"Mr. Charlton," said Gray, "git me into that air boat and I'll git done with this. I've watched them fellers go round the place tell I can't stan' it no longer."
The next time the boat faced toward the place where Charlton stood he beckoned to them, and the boat came to the shore.
"Let Mr. Gray row a few times, won't you?" whispered Albert. "I think he knows the place."
With that deference always paid to a man in grief, the man who had the oars surrendered them to the Hoosier Poet, who rowed gently and carefully toward the place where he and Albert had dived for Katy the night before. The quick instinct of the trapper stood him in good stead now. The perception and memory of locality and direction are developed to a degree that seems all but supernatural in a man who lives a trapper's life.
"Now, watch out!" said Gray to the man with the rope, as they passed what he thought to be the place. But the drag did not touch anything. Gray then went round and pulled at right angles across his former course, saying again, "Now, watch out!" as they passed the same spot. The man who held the rope advised him to turn a little to the right, but Gray stuck to his own infallible instinct, and crossed and re-crossed the same point six times without success.
"You see," he remarked, "you kin come awful closte to a thing in the water and not tech it. We ha'n't missed six foot nary time we passed thar. It may take right smart rowin' to do it yet. But when you miss a mark a-tryin' at it, you don't gain nothin' by shootin' wild. Now, watch out!"

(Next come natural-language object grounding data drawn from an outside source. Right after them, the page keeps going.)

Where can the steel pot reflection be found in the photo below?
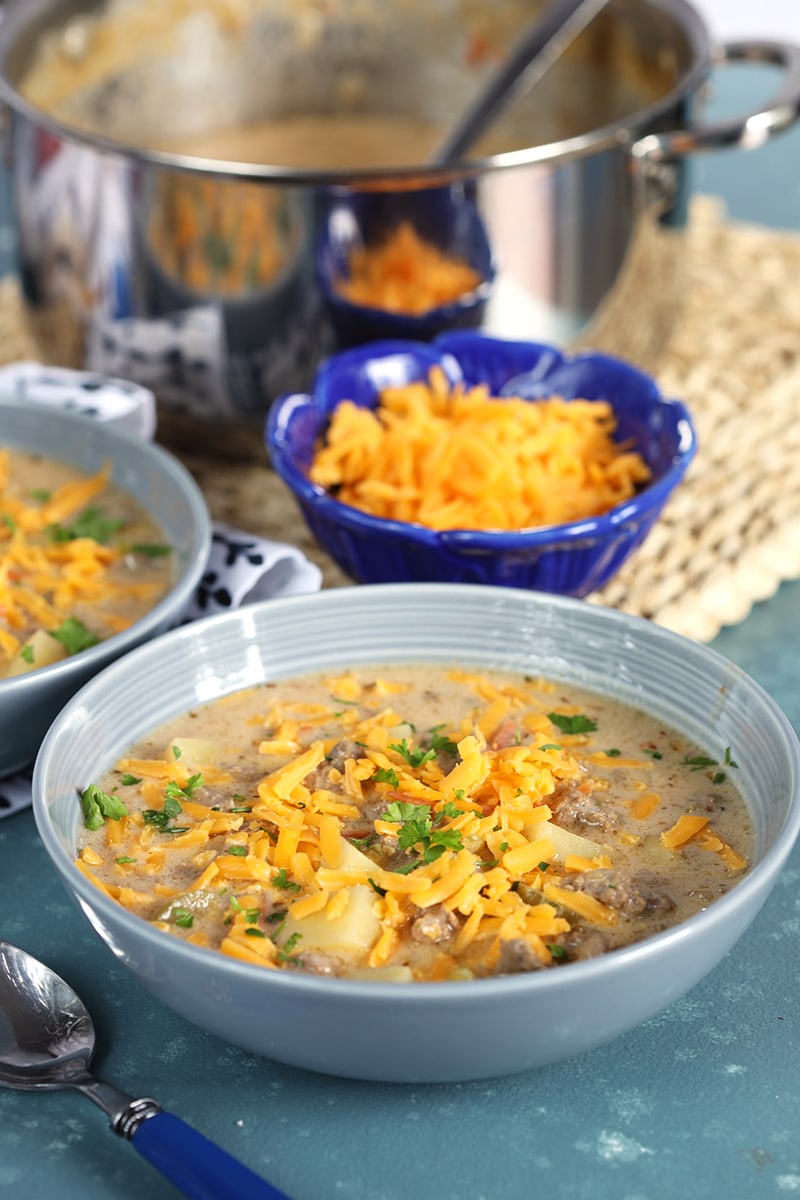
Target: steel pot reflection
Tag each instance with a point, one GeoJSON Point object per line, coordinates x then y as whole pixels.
{"type": "Point", "coordinates": [583, 219]}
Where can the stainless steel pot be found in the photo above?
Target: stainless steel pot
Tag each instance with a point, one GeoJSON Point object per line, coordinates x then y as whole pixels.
{"type": "Point", "coordinates": [579, 199]}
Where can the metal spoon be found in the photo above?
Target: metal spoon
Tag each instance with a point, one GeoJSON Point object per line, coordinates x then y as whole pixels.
{"type": "Point", "coordinates": [534, 55]}
{"type": "Point", "coordinates": [47, 1041]}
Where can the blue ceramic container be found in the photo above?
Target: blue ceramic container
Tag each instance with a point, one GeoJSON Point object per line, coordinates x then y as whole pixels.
{"type": "Point", "coordinates": [571, 559]}
{"type": "Point", "coordinates": [444, 217]}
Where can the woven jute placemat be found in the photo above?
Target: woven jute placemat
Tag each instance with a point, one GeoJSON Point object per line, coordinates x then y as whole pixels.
{"type": "Point", "coordinates": [731, 534]}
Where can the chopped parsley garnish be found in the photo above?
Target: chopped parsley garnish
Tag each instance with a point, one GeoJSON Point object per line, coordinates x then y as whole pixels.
{"type": "Point", "coordinates": [175, 792]}
{"type": "Point", "coordinates": [386, 775]}
{"type": "Point", "coordinates": [576, 724]}
{"type": "Point", "coordinates": [98, 807]}
{"type": "Point", "coordinates": [73, 636]}
{"type": "Point", "coordinates": [172, 809]}
{"type": "Point", "coordinates": [281, 880]}
{"type": "Point", "coordinates": [417, 828]}
{"type": "Point", "coordinates": [699, 761]}
{"type": "Point", "coordinates": [413, 757]}
{"type": "Point", "coordinates": [441, 744]}
{"type": "Point", "coordinates": [92, 523]}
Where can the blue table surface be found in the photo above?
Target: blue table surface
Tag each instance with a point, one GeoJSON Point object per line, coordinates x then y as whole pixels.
{"type": "Point", "coordinates": [701, 1102]}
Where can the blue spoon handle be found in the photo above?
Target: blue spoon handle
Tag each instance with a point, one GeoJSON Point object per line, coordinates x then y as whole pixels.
{"type": "Point", "coordinates": [196, 1165]}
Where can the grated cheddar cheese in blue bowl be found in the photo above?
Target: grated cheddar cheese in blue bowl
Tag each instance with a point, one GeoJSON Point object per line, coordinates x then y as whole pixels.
{"type": "Point", "coordinates": [479, 460]}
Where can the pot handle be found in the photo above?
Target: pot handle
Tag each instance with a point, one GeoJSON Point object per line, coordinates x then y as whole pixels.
{"type": "Point", "coordinates": [749, 131]}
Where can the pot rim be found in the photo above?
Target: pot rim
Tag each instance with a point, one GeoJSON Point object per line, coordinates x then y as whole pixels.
{"type": "Point", "coordinates": [621, 133]}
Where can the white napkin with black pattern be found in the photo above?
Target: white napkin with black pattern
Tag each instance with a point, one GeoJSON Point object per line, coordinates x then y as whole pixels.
{"type": "Point", "coordinates": [242, 568]}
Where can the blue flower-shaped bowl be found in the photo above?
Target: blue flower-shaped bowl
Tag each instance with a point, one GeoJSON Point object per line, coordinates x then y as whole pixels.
{"type": "Point", "coordinates": [571, 559]}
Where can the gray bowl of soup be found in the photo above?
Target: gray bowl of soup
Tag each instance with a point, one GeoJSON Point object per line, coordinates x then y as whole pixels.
{"type": "Point", "coordinates": [103, 539]}
{"type": "Point", "coordinates": [421, 832]}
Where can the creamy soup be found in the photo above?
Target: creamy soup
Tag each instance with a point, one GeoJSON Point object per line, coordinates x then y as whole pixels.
{"type": "Point", "coordinates": [79, 561]}
{"type": "Point", "coordinates": [415, 823]}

And just at that moment the drag caught but did not hold. Gray noticed it, but neither man said a word. The Inhabitant turned the boat round and pulled slowly back over the same place. The drag caught, and Gray lifted his oars. The man with the rope, who had suddenly got a great reverence for Gray's skill, willingly allowed him to draw in the line. The Poet did so cautiously and tremblingly. When the body came above the water, he had all he could do to keep from fainting. He gently took hold of the arms and said to his companion, "Pull away now." And with his own wild, longing, desolate heart full of grief, Gray held to the little form and drew her through the water. Despite his grief, the Poet was glad to be the one who should bring her ashore. He held her now, if only her dead body, and his unselfish love found a melancholy recompense. Albert would have chosen him of all men for the office.
Poor little Kate! In that dread moment when she found herself sinking to her cold bed among the water-weeds, she had, failing all other support, clasped her left hand with her right and gone down to darkness. And as she went, so now came her lifeless body. The right hand clasped tightly the four little white fingers of the left.
Poor little Kate! How white as pearl her face was, turned up toward that Sabbath sky! There was not a spot upon it. The dreaded leeches had done their work.
She, whom everybody had called sweet, looked sweeter now than ever. Death had been kind to the child at the last, and had stroked away every trace of terror, and of the short anguish she had suffered when she felt herself cast off by the craven soul she trusted. What might the long anguish have been had she lived!